La réponse varie selon ton lieu d'origine, mais il s'agit probablement de quelque type de bouillon fumant servi dans un bol.
Aux États-Unis, il peut s'agir d'une soupe de poulet aux nouilles, tandis que les Italiens, eux, ont envie de la pastina in brodo faite maison de la nonna, de toutes petites pâtes plongées dans un simple bouillon de légumes ou d'os.
Dans toute l'Asie, il s'agit des congee et d'autres bouillies de riz, longuement mijotées dans de l'eau ou du bouillon, préparées par des mères chinoises, vietnamiennes, coréennes et indonésiennes pour leurs enfants.
En Europe de l'Est, c'est le borsch, une soupe aigre à la betterave, souvent préparée avec un bouillon de viande et des légumes sautés, largement associée à la cuisine ukrainienne.
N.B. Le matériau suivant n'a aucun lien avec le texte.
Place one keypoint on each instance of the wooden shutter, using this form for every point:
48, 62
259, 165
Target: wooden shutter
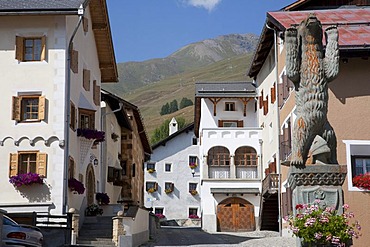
41, 163
16, 115
43, 48
13, 166
86, 79
74, 61
73, 120
85, 24
96, 95
42, 104
19, 48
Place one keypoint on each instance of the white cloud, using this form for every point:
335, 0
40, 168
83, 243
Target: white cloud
207, 4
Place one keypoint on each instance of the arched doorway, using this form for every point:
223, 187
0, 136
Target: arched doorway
90, 184
235, 215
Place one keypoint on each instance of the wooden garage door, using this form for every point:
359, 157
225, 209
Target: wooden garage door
235, 214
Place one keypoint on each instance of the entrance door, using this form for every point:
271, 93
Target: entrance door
235, 214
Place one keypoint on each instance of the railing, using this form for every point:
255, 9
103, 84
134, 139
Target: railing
270, 184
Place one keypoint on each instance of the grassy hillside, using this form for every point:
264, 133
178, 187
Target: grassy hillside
150, 98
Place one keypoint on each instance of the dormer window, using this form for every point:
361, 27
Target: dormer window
229, 106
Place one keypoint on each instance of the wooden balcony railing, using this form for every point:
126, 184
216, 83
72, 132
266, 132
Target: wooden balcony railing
270, 184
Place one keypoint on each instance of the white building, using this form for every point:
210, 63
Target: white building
54, 55
230, 150
175, 185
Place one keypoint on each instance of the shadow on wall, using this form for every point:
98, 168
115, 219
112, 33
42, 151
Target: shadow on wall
35, 192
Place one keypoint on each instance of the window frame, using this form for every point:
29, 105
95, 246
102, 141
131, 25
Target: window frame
18, 112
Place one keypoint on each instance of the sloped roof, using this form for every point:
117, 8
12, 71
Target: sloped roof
353, 25
100, 25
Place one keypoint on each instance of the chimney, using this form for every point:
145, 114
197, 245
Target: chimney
172, 126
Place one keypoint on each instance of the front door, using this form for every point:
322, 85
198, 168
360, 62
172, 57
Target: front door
235, 214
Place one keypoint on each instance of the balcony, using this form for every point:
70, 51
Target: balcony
270, 184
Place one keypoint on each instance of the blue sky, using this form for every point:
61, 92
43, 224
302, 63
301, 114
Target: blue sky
145, 29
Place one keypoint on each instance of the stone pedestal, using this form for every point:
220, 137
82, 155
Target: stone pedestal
318, 181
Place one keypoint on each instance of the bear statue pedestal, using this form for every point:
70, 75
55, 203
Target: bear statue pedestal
317, 182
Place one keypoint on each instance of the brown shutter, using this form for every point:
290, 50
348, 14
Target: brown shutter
19, 48
74, 61
43, 48
41, 164
13, 166
96, 93
42, 102
86, 79
16, 108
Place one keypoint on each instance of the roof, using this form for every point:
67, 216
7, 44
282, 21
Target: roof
225, 89
100, 25
353, 26
163, 142
240, 89
137, 116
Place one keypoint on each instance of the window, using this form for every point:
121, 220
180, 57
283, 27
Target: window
24, 162
150, 166
28, 108
30, 48
168, 167
87, 119
360, 165
229, 106
192, 186
151, 185
73, 119
71, 168
193, 212
159, 211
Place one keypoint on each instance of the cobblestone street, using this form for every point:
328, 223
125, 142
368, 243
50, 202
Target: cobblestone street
180, 236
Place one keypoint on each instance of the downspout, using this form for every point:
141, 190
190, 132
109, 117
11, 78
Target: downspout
68, 111
102, 118
278, 126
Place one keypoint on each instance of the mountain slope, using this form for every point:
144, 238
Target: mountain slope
133, 75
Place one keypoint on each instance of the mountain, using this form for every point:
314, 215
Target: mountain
133, 75
225, 58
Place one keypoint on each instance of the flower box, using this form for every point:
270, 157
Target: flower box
92, 134
76, 186
102, 198
322, 226
193, 192
26, 179
362, 181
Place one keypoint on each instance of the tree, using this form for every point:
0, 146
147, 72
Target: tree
162, 131
185, 102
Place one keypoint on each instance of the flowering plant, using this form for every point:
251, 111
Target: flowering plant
102, 198
193, 165
75, 185
315, 224
193, 192
151, 190
193, 216
151, 170
160, 216
93, 210
362, 181
26, 179
98, 136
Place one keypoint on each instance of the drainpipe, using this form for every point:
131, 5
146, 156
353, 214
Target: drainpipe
102, 118
278, 126
68, 110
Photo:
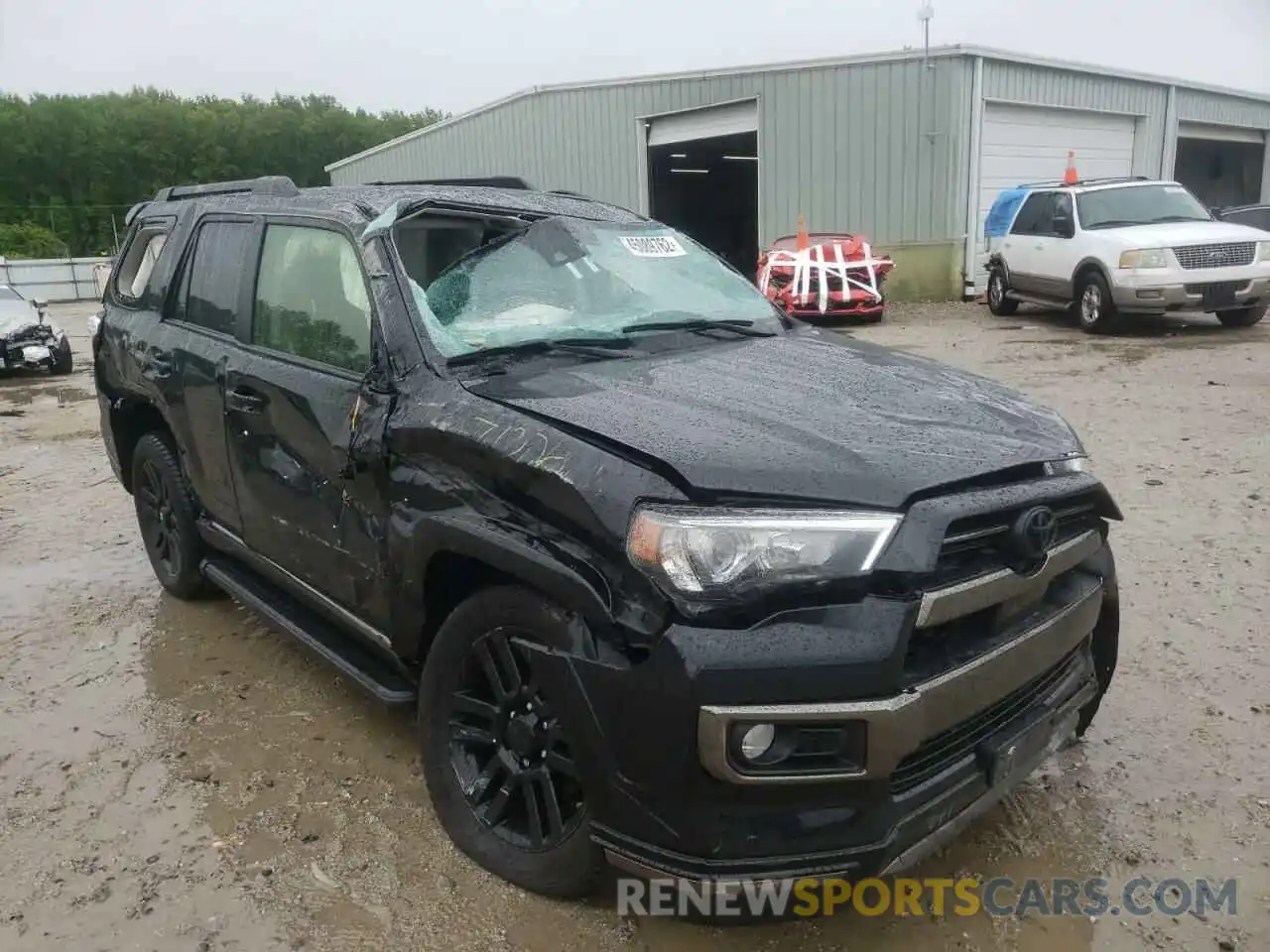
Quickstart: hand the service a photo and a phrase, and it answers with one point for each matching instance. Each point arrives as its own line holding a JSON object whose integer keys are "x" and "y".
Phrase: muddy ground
{"x": 177, "y": 777}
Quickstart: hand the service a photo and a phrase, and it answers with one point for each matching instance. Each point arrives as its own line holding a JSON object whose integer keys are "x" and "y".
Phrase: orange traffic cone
{"x": 1071, "y": 176}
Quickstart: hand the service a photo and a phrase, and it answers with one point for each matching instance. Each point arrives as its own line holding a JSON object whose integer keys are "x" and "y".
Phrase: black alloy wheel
{"x": 157, "y": 518}
{"x": 497, "y": 738}
{"x": 166, "y": 515}
{"x": 507, "y": 751}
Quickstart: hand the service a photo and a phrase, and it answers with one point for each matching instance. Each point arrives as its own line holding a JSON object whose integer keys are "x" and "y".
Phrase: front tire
{"x": 166, "y": 513}
{"x": 1095, "y": 308}
{"x": 1243, "y": 317}
{"x": 998, "y": 302}
{"x": 495, "y": 752}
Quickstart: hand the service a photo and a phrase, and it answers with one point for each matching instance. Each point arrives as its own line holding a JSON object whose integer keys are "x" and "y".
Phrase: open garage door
{"x": 1030, "y": 144}
{"x": 1220, "y": 164}
{"x": 702, "y": 178}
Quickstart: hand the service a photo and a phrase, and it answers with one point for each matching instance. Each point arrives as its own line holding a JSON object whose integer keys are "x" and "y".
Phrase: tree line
{"x": 71, "y": 167}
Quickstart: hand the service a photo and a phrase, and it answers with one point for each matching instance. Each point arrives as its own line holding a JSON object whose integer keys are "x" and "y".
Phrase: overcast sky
{"x": 453, "y": 56}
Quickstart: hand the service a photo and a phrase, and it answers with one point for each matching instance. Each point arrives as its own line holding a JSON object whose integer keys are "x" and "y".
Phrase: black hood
{"x": 799, "y": 416}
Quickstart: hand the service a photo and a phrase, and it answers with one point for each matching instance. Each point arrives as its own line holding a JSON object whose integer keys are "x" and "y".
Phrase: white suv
{"x": 1123, "y": 245}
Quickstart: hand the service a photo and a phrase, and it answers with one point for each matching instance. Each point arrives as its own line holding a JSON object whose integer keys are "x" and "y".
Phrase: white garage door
{"x": 1030, "y": 144}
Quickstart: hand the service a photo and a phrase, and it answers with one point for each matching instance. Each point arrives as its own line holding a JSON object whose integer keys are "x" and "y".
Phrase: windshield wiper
{"x": 1114, "y": 223}
{"x": 585, "y": 347}
{"x": 746, "y": 329}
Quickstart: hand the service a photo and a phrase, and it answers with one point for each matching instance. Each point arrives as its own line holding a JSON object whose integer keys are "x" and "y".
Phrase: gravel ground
{"x": 176, "y": 777}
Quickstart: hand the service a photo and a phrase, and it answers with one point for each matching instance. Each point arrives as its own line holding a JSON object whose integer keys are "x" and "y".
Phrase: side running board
{"x": 370, "y": 671}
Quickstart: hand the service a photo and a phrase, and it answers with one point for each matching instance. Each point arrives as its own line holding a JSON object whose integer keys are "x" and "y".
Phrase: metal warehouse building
{"x": 908, "y": 149}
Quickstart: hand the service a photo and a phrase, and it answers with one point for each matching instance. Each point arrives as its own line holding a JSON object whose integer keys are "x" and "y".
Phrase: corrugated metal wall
{"x": 875, "y": 148}
{"x": 880, "y": 148}
{"x": 1044, "y": 85}
{"x": 1196, "y": 105}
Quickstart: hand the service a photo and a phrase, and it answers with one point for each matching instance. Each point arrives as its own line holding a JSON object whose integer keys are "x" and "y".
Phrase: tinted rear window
{"x": 217, "y": 273}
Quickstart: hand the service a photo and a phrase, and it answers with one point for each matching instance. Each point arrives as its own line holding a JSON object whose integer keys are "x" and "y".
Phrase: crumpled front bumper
{"x": 903, "y": 832}
{"x": 666, "y": 800}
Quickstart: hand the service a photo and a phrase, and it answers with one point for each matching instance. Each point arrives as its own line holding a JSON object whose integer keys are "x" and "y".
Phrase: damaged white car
{"x": 28, "y": 338}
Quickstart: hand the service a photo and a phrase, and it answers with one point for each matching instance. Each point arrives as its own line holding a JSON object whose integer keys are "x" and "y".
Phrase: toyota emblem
{"x": 1034, "y": 532}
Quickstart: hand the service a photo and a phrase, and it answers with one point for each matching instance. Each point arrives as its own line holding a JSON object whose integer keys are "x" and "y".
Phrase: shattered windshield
{"x": 1138, "y": 204}
{"x": 564, "y": 278}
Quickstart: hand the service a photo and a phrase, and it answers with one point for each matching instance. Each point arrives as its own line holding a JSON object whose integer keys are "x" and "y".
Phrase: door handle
{"x": 245, "y": 402}
{"x": 158, "y": 366}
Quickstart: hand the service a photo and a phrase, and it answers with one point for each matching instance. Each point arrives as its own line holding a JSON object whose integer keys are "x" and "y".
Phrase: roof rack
{"x": 1060, "y": 182}
{"x": 278, "y": 185}
{"x": 513, "y": 181}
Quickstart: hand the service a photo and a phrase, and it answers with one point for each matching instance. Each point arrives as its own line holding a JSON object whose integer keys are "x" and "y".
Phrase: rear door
{"x": 1024, "y": 244}
{"x": 294, "y": 394}
{"x": 181, "y": 359}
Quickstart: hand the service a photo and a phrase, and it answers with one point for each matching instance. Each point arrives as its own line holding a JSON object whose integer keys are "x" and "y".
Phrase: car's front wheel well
{"x": 451, "y": 579}
{"x": 1082, "y": 273}
{"x": 130, "y": 421}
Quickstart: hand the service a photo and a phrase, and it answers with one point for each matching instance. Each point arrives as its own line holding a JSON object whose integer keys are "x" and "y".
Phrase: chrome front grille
{"x": 974, "y": 601}
{"x": 1232, "y": 254}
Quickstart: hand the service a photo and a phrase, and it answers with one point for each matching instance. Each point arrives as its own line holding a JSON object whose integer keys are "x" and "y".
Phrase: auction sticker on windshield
{"x": 653, "y": 245}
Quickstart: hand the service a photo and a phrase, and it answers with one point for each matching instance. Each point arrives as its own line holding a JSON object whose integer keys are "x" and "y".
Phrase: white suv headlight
{"x": 716, "y": 553}
{"x": 1144, "y": 258}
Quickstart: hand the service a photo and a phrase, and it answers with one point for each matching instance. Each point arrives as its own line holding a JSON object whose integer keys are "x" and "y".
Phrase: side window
{"x": 1034, "y": 217}
{"x": 310, "y": 298}
{"x": 137, "y": 264}
{"x": 214, "y": 275}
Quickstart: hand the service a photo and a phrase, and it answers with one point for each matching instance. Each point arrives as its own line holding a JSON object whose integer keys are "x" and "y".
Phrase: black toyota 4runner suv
{"x": 671, "y": 583}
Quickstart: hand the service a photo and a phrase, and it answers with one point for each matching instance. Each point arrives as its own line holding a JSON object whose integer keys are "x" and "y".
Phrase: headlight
{"x": 716, "y": 553}
{"x": 1069, "y": 465}
{"x": 1144, "y": 258}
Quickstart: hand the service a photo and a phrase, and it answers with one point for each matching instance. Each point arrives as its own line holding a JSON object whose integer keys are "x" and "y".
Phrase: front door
{"x": 1025, "y": 244}
{"x": 294, "y": 395}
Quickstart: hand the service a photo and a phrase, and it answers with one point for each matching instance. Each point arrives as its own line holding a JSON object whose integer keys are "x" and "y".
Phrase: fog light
{"x": 757, "y": 740}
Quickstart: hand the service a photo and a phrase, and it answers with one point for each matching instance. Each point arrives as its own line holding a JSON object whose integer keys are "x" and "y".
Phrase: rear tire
{"x": 1243, "y": 317}
{"x": 1095, "y": 308}
{"x": 495, "y": 753}
{"x": 998, "y": 302}
{"x": 166, "y": 513}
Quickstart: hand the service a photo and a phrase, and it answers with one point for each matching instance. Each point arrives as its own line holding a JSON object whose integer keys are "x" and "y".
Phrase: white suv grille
{"x": 1234, "y": 254}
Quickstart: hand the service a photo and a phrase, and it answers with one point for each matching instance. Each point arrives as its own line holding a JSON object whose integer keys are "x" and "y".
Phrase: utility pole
{"x": 926, "y": 13}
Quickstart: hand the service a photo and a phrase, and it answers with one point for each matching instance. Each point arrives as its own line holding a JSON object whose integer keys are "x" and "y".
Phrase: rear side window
{"x": 137, "y": 266}
{"x": 216, "y": 275}
{"x": 310, "y": 298}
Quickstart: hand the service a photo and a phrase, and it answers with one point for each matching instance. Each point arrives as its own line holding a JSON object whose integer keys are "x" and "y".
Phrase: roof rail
{"x": 513, "y": 181}
{"x": 278, "y": 185}
{"x": 1060, "y": 182}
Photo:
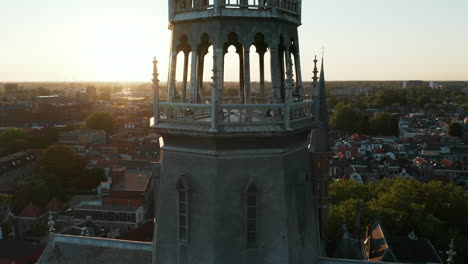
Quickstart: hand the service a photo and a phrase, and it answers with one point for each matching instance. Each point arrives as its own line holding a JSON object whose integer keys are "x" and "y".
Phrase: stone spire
{"x": 315, "y": 78}
{"x": 319, "y": 138}
{"x": 451, "y": 253}
{"x": 155, "y": 91}
{"x": 51, "y": 223}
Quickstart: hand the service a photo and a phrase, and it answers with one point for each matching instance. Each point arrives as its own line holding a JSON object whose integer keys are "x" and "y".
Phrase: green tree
{"x": 456, "y": 129}
{"x": 13, "y": 140}
{"x": 36, "y": 191}
{"x": 345, "y": 118}
{"x": 460, "y": 99}
{"x": 91, "y": 178}
{"x": 62, "y": 162}
{"x": 434, "y": 210}
{"x": 384, "y": 124}
{"x": 423, "y": 100}
{"x": 102, "y": 120}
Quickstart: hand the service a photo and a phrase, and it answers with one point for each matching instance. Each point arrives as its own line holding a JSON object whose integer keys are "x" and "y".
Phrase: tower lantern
{"x": 236, "y": 183}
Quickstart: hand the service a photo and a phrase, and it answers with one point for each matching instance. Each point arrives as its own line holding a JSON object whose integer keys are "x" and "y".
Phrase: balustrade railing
{"x": 236, "y": 114}
{"x": 289, "y": 6}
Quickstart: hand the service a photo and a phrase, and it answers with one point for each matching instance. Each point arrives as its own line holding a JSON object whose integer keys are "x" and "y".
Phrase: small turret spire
{"x": 315, "y": 78}
{"x": 51, "y": 223}
{"x": 319, "y": 139}
{"x": 451, "y": 253}
{"x": 155, "y": 91}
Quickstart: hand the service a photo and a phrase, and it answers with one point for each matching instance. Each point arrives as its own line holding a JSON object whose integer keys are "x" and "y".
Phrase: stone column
{"x": 275, "y": 74}
{"x": 241, "y": 77}
{"x": 184, "y": 89}
{"x": 299, "y": 87}
{"x": 193, "y": 78}
{"x": 289, "y": 79}
{"x": 288, "y": 90}
{"x": 155, "y": 91}
{"x": 201, "y": 69}
{"x": 247, "y": 75}
{"x": 217, "y": 7}
{"x": 261, "y": 56}
{"x": 217, "y": 88}
{"x": 219, "y": 61}
{"x": 172, "y": 75}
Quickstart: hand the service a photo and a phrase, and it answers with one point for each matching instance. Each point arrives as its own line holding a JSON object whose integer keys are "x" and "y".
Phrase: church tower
{"x": 235, "y": 183}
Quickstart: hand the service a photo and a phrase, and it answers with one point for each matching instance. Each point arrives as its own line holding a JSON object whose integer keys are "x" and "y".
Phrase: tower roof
{"x": 286, "y": 10}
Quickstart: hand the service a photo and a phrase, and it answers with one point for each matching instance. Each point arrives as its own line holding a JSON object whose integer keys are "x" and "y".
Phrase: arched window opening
{"x": 260, "y": 69}
{"x": 251, "y": 198}
{"x": 234, "y": 70}
{"x": 282, "y": 65}
{"x": 183, "y": 199}
{"x": 204, "y": 68}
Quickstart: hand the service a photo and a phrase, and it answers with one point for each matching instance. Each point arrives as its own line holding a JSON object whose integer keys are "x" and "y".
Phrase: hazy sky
{"x": 115, "y": 40}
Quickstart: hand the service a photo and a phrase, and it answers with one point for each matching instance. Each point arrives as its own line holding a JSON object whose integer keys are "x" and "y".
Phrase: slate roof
{"x": 31, "y": 211}
{"x": 53, "y": 206}
{"x": 347, "y": 247}
{"x": 143, "y": 232}
{"x": 16, "y": 250}
{"x": 89, "y": 250}
{"x": 400, "y": 249}
{"x": 413, "y": 251}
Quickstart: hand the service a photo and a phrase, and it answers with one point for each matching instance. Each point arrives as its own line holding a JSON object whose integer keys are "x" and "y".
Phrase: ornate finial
{"x": 85, "y": 232}
{"x": 315, "y": 78}
{"x": 51, "y": 223}
{"x": 413, "y": 236}
{"x": 451, "y": 253}
{"x": 155, "y": 72}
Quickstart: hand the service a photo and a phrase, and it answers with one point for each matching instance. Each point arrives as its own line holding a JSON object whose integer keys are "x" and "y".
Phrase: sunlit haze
{"x": 104, "y": 40}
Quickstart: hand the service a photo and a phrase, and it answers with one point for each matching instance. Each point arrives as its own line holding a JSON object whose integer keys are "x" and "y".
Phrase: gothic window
{"x": 251, "y": 215}
{"x": 183, "y": 209}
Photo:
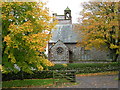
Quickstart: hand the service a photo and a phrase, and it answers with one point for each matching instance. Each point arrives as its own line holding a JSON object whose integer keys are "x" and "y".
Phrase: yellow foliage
{"x": 112, "y": 46}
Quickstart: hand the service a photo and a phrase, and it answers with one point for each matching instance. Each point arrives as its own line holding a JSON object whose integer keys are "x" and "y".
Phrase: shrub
{"x": 87, "y": 67}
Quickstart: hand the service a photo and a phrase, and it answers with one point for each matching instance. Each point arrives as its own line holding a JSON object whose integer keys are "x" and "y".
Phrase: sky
{"x": 58, "y": 6}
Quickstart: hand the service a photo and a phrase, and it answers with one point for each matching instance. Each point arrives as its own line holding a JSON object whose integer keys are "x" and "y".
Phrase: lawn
{"x": 32, "y": 83}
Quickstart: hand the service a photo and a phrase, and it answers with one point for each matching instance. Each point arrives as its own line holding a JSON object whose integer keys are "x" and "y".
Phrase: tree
{"x": 99, "y": 27}
{"x": 24, "y": 37}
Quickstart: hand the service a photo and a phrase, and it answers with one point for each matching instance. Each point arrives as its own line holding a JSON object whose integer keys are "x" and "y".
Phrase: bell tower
{"x": 67, "y": 13}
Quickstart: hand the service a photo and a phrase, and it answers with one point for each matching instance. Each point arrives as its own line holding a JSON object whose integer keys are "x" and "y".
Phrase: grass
{"x": 101, "y": 73}
{"x": 31, "y": 83}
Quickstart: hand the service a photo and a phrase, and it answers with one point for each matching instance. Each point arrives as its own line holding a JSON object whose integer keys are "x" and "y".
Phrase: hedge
{"x": 78, "y": 67}
{"x": 88, "y": 67}
{"x": 24, "y": 75}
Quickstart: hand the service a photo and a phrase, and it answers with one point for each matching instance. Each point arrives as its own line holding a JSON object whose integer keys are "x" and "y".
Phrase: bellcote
{"x": 67, "y": 13}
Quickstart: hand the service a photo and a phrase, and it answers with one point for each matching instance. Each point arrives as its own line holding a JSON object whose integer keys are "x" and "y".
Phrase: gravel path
{"x": 103, "y": 81}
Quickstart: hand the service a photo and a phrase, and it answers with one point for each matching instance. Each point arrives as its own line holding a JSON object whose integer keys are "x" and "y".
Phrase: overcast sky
{"x": 58, "y": 6}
Sur tous les continents, les bouillons sont tissés dans la mémoire culturelle et familiale.
Ce sont ceux vers lesquels nous nous tournons lorsque nous sommes malades, lorsque nous devons tirer le meilleur des ingrédients disponibles, lorsque notre maison nous manque ou, dans certaines traditions, ceux que nous servons lors de moments de célébration.
Ils attirent rarement l'attention par eux‑mêmes, mais ils forment la colonne vertébrale d'innombrables cuisines.
Et partout où on les déguste, ils réconfortent autant le corps que l'âme.
Bouillon ou consommé : quelle est la différence ?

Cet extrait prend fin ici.